A high disk queue length does not mean you have an I/O bottleneck if you have a SAN or NAS, you may want to look at other additional counters. Check out SQL Server Urban Legends discussed for more details.
1: The following operations heavily utilize tempdb
Repeated create and drop of temporary tables (local or global)
Table variables that use tempdb for storage purposes
Work tables associated with CURSORS
Work tables associated with an ORDER BY clause
Work tables associated with an GROUP BY clause
Work files associated with HASH PLANS
These SQL Server 2005 features also use tempdb heavily:
row level versioning (snapshotisolation)
online index re-building
As mentioned in other SO answers read this article on best practice for increasing tempdb performance.
2: Looking at the amount of free RAM on the server i.e. looking at the WMI counter Memory->Available Mbytes doesn't help as SQL Server will cache data pages in RAM, so any db server that's running long enough will have little free RAM.
The counters you should look at that are more meaningful in telling you if adding RAM to the server will help are:
SQL Server Instance:Buffer Manager->Page Life Expectancy (in seconds)
A value below 300-400 seconds will mean that Pages are not in memory very long and data continually is being read in from disks.
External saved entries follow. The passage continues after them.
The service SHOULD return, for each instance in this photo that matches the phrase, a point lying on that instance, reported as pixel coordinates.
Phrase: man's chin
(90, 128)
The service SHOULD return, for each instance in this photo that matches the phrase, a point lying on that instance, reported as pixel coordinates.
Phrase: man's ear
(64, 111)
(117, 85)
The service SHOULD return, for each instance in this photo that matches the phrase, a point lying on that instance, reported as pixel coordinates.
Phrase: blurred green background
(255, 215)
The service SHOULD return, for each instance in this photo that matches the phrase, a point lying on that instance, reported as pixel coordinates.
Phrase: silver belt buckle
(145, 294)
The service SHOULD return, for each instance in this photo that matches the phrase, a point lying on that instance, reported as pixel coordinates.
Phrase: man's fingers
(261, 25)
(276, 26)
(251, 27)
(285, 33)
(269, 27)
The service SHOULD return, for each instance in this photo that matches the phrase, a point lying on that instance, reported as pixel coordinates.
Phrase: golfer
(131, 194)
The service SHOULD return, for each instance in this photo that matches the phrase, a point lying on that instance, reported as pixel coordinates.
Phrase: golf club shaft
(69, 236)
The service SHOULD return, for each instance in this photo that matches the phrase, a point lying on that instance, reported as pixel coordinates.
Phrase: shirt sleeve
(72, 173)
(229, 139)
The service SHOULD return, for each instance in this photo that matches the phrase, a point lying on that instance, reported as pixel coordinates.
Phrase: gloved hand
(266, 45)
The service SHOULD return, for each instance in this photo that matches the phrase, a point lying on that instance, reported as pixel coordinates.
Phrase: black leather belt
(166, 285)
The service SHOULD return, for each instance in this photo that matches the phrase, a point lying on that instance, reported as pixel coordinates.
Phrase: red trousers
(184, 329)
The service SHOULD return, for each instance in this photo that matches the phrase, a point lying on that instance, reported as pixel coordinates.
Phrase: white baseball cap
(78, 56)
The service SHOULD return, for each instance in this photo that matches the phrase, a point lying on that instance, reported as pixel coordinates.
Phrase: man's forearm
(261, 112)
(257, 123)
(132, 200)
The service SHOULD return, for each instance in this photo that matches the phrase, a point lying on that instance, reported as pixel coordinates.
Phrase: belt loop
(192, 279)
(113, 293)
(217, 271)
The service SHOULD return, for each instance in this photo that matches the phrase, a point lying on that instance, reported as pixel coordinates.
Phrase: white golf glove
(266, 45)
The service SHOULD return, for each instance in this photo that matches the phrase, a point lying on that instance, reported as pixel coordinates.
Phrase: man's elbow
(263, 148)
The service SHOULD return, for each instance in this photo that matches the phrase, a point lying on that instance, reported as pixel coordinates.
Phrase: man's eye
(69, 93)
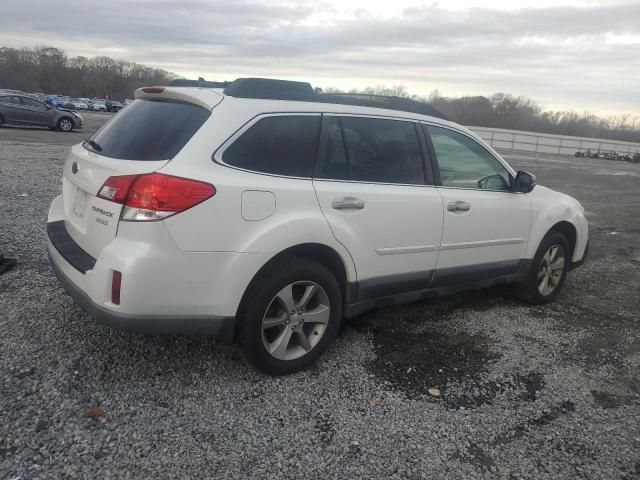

Servers that have a low page life expectancy will benefit from additional RAM.
and
SQL Server Instance:Buffer Manager->Buffer Cache hit Ratio
This tells you the percentage of pages that were read from RAM that didn't have to incur a read from disk, a cache hit ratio lower then 85 will mean that the server will benefit from additional RAM
3: Yes, can't go wrong here. Having tempdb on a separate set of disks is recommended. Look at this KB article under the heading: Moving the tempdb database on how to do this.
Yes, the recommendation on high load servers is to put TempDB on a separate set of drives from the user databases:
SQL Server 2005 Books Online: Optimizing tempdb Performance
Not directly an answer on your question but this might be a good tip: Restarting your SQL Server instance will clear the tempdb, this might be a good start when investigating the actions which are done on the tempdb.
Excellent question, +1
tempdb is used far more heavily in SQL 2005+.
At least: Snapshot isolation levels, online index rebuild, reading INSERTED/DELETED in triggers(used to read the log file!)
This in addition to the usual order by clauses, temp tables etc.
You'd probably be better splitting your log and data files (also for recoverability).
More memory is always good but see this 64 bit specific stuff, Grumpy Old DBA below.
Finally, and maybe most important probably, you can have contention of space allocation in tempdb:
Explanations from Linchi Shea and SQL Server storage team
Late edit:
Paul Randall added an entry "Comprehensive tempdb blog post series" which offers good links
Writes to the tempdb can be anything. Internal hash tables, temp tables, table variable, stored procedure calls, etc.
If you only have 250 Megs of free RAM, then yes more RAM would be good.
It is always recommended that you split tempdb and user databases to different disks.
All writes to the tempdb will be 64k in size as that's the size of each database extent.